This paper combines two ideas. The first is stochastic gradient Langevin dynamics (SGLD), which is an efficient Bayesian learning method for larger datasets, allowing to efficiently sample from the posterior over the parameters of a model (e.g. a deep neural network). In short, SGLD is stochastic (minibatch) gradient descent, but where Gaussian noise is added to the gradients before each update. Each update thus results in a sample from the SGLD sampler. To make a prediction for a new data point, a number of previous parameter values are combined into an ensemble, which effectively corresponds to Monte Carlo estimate of the posterior predictive distribution of the model.
The second idea is distillation or dark knowledge, which in short is the idea of training a smaller model (student) in replicating the behavior and performance of a much larger model (teacher), by essentially training the student to match the outputs of the teacher.

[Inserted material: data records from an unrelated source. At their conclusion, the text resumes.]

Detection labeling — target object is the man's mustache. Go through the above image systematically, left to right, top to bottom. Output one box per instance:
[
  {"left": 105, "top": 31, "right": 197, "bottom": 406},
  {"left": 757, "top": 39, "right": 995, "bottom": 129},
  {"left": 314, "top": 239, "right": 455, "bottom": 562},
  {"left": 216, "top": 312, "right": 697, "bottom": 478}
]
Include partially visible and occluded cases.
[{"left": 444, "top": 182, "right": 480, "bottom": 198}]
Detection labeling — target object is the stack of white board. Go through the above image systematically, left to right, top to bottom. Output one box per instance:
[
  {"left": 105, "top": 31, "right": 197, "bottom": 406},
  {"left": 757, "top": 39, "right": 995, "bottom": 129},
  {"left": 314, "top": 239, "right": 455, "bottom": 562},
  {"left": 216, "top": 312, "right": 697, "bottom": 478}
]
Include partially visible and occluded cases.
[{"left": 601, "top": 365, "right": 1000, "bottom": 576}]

The observation made in this paper is that the step of creating an ensemble of several models (e.g. deep networks) can be expensive, especially if many samples are used and/or if each model is large. Thus, they propose to approximate the output of that ensemble by training a single network to predict to output of ensemble. Ultimately, this is done by having the student predict the output of a teacher corresponding to the model with the last parameter value sampled by SGLD.
Interestingly, this process can be operated in an online fashion, where one alternates between sampling from SGLD (i.e. performing a noisy SGD step on the teacher model) and performing a distillation update (i.e. updating the student model, given the current teacher model). The end result is a student model, whose outputs should be calibrated to the bayesian predictive distribution.